La vicenda trae origine dal sequestro effettuato nel 2006 di una superficie di circa 60.000 mq sita in Taranto, nei pressi di Punta Rondinella, di proprietà dell’Autorità Portuale, ma affidata in gestione alla società “Terminal Container Taranto spa”, concessionaria per la movimentazione dei container nell’area portuale. Sull’area erano stati depositati circa 90.000 metri cubi di fanghi di dragaggio (pari a circa 137.000 tonnellate di materiali), nonostante essa rientrasse nei siti di interesse nazionale da sottoporre a preventiva bonifica.
Le successive indagini avevano consentito di accertare che i responsabili pro-tempore dell’Autorità Portuale avevano falsamente comunicato al competente Ministero dell’Ambiente che i fondali di accesso all’area portuale erano ostruiti e che i detriti presenti non consentivano il libero transito delle navi.

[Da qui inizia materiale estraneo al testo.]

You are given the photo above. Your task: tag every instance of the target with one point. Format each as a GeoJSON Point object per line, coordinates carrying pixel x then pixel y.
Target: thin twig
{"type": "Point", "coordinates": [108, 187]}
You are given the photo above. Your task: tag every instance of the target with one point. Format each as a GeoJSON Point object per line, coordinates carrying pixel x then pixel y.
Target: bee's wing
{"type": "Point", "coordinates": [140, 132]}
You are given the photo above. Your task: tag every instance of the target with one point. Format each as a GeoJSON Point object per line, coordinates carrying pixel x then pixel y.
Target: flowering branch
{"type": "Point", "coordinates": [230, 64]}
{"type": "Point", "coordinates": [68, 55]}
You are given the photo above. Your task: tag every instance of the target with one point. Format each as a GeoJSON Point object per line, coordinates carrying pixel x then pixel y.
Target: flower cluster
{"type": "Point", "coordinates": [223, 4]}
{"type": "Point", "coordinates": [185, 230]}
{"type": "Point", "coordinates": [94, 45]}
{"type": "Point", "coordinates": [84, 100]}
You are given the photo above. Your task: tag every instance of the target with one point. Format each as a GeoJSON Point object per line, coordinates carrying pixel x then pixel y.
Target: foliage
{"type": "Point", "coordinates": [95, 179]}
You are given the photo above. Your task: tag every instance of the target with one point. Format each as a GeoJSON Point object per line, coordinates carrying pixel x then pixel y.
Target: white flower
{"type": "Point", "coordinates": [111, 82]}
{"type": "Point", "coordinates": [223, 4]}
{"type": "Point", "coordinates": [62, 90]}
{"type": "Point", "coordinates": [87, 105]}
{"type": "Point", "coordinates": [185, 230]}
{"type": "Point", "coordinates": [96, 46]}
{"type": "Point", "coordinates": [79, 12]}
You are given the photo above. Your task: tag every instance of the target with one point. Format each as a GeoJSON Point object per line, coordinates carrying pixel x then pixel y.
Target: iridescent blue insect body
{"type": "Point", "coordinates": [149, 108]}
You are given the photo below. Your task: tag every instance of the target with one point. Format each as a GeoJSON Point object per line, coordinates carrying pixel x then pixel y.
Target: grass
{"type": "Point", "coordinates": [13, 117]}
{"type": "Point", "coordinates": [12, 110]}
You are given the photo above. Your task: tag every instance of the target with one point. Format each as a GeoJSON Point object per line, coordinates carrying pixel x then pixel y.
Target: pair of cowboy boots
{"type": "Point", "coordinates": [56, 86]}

Il Ministero autorizzava in via d’urgenza l’esecuzione dei dragaggi a favore della predetta “T.C.T. spa”, con la rimozione dei fanghi che, da successive analisi effettuate dall’ICRAM (Istituto Centrale per la Ricerca Scientifica e Tecnologica Applicata al Mare) di Roma e dall’Arpa di Taranto, risultavano contaminati da metalli pesanti quali piombo, zinco, arsenico in misura superiore ai limiti tabellari ammessi.
Il responsabile è stato segnalato all’Autorità Amministrativa.